A Holmesburg man convicted of murder in 1998 last week had his conviction overturned.
Paul McKernan was convicted by a Common Pleas Court judge of killing Mark Gibson, a former coworker and roommate, by hitting him in the head with an aluminum baseball bat.
Almost 19 years after he was sentenced to life in prison with no chance of parole, a three-judge panel of the United States Court of Appeals for the Third Circuit tossed out the conviction.
The court did so because Judge Lisa Richette, who died in 2007, met with Gibson’s mother and brother in her chambers during the trial in an effort to convince them that her reputation for leniency was not true.
The late actor Charlton Heston, onetime president of the NRA, had been in Philadelphia a month before the trial for the group’s convention. In a speech, he referred to Richette as “Let ‘em Loose Lisa.” Former Mayor Frank L. Rizzo gave Richette the nickname.
The Gibson family also created a website chronicling Richette’s lenient reputation.
In the 75-minute meeting, held after the prosecution’s case ended and before the defense began its case, Richette told Beatrice and David Gibson that they were lucky to have Mark Gilson as the prosecutor, calling him “one of the best DAs in the world.”

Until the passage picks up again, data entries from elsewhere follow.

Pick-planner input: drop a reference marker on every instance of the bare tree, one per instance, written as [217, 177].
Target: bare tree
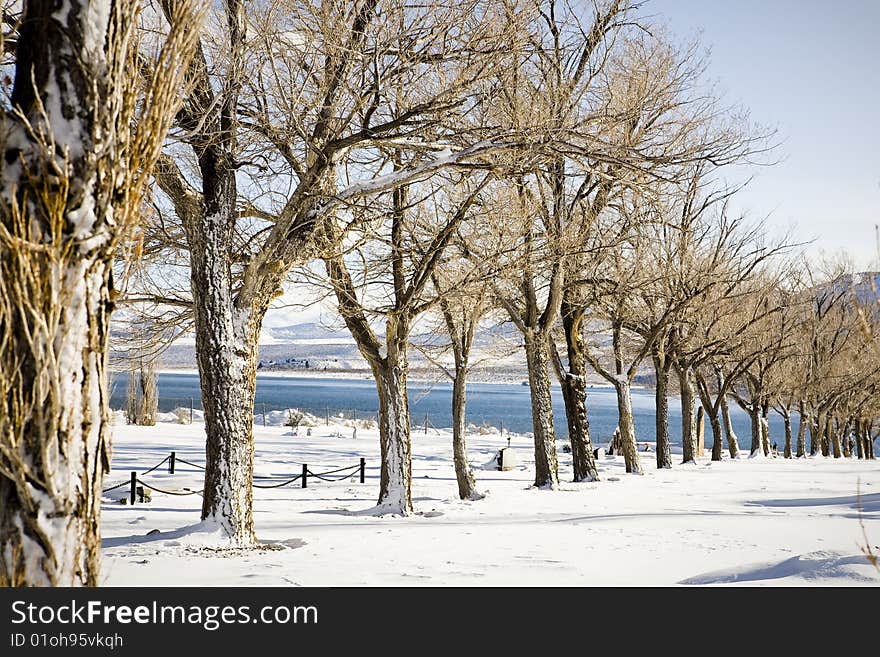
[78, 141]
[331, 90]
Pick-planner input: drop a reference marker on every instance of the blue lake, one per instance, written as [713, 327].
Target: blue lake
[487, 403]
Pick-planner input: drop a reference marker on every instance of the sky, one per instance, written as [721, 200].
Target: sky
[808, 69]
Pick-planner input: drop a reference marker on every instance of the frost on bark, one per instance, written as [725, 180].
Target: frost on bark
[688, 419]
[72, 150]
[717, 436]
[538, 362]
[732, 440]
[627, 427]
[817, 424]
[573, 381]
[834, 440]
[661, 392]
[786, 452]
[765, 432]
[756, 448]
[395, 489]
[461, 317]
[467, 485]
[801, 451]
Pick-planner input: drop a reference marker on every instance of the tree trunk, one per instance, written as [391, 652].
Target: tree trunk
[61, 214]
[834, 438]
[757, 434]
[802, 430]
[701, 430]
[844, 439]
[55, 433]
[765, 429]
[688, 420]
[732, 440]
[226, 352]
[816, 425]
[627, 428]
[786, 418]
[717, 437]
[826, 436]
[467, 485]
[226, 347]
[574, 393]
[661, 402]
[538, 361]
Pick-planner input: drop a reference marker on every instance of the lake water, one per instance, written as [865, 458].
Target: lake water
[487, 403]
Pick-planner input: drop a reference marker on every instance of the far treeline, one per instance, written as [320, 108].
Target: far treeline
[562, 166]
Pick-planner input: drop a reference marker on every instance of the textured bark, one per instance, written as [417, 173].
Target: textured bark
[717, 437]
[574, 394]
[732, 440]
[786, 418]
[226, 352]
[54, 456]
[834, 438]
[55, 266]
[816, 423]
[467, 485]
[757, 434]
[802, 430]
[627, 428]
[765, 431]
[661, 401]
[688, 421]
[845, 439]
[537, 359]
[701, 431]
[826, 436]
[67, 197]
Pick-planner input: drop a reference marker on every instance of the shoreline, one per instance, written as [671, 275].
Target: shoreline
[365, 375]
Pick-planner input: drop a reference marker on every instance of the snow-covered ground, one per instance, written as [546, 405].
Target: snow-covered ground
[763, 521]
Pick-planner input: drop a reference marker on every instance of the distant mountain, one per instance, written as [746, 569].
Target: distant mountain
[309, 332]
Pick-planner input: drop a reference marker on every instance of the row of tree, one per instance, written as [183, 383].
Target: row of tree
[559, 163]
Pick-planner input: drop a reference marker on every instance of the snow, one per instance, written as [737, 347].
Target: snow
[766, 521]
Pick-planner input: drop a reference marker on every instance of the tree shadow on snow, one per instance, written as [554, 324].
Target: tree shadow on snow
[869, 503]
[811, 566]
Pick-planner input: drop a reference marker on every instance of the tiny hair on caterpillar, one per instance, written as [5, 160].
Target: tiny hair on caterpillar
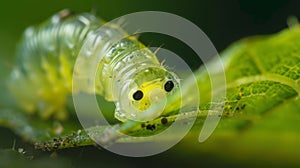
[129, 74]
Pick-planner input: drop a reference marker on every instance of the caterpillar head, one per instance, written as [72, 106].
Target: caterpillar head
[147, 87]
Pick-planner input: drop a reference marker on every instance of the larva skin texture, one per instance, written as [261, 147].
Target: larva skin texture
[42, 80]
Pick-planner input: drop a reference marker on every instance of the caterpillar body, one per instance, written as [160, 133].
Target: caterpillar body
[42, 79]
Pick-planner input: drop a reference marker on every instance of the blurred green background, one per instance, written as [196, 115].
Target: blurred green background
[223, 21]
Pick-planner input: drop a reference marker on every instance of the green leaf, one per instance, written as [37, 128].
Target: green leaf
[261, 113]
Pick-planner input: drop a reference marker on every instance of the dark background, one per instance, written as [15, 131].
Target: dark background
[223, 21]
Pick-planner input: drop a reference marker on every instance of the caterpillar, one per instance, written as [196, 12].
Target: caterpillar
[42, 79]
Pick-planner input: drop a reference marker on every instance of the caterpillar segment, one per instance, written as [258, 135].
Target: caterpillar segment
[129, 73]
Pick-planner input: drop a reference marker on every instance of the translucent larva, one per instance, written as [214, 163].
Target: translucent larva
[42, 80]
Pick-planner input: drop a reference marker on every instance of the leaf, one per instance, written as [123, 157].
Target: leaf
[261, 112]
[12, 158]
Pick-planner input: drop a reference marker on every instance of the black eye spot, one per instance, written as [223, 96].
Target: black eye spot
[138, 95]
[169, 86]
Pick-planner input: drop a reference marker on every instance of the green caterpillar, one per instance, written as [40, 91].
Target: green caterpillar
[43, 77]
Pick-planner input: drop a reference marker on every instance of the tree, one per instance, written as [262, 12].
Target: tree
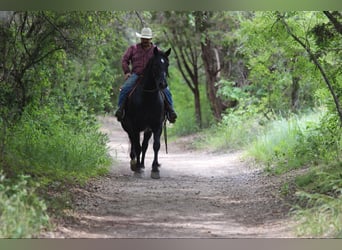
[316, 56]
[180, 33]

The court faulted McKernan’s lawyer, who was in the meeting with the family, for not objecting or asking Richette to recuse herself.
Richette found McKernan guilty and, since the prosecution was not seeking the death penalty, sentenced him to the mandatory life in prison.
McKernan, now 52, is housed at the State Correctional Institution at Somerset.
The district attorney’s office has 60 days from the Feb. 28 court decision to decide to appeal the ruling or try McKernan again.
McKernan and Gibson were friends and fellow auto mechanics. In May 1997, Gibson moved into a spare bedroom at the McKernan house, on the 8500 block of Marsden St. He left the house a few weeks later.
Gibson, 27, went to the house at about 6 p.m. on Sept. 17, 1997 to retrieve a cable television box that he had left when he moved out of the house. He was accompanied by a friend, Joe Rogers.
At the trial in July 1998, Rogers testified that Gibson and McKernan began arguing about money. He said McKernan grabbed a bat from the inside of his front door. Gibson went to his Monte Carlo and got a pry bar. He told McKernan that if he broke his car windows with the baseball bat, Gibson would do the same to his car. Ultimately, he said he would come back for the cable box later.
Rogers got into the driver’s seat, saw Gibson reach for the passenger seat door, then heard a loud thump. He got out of the car and found his friend bleeding on the ground. Rogers told McKernan to call an ambulance.
“F—- him. He got what he deserved,’ ” Rogers testified that McKernan responded.
Another witness, David Thompson, said McKernan hit Gibson from behind.
McKernan testified that he did not hand over the cable box because Gibson had not paid him for a tool tray. The defendant said Gibson walked over to his car with the pry bar and asked, “How do you like your precious Lincoln now?”
McKernan said Gibson attacked him with the pry bar, hitting him in the forearms. That’s when McKernan said he noticed a baseball bat his son had left leaning against the fence. According to his testimony, he picked up the bat and, as Gibson was swinging the pry bar, hit him in the chest with a one-handed, backhand swing. The blow, McKernan said, caused Gibson to fall and hit his head.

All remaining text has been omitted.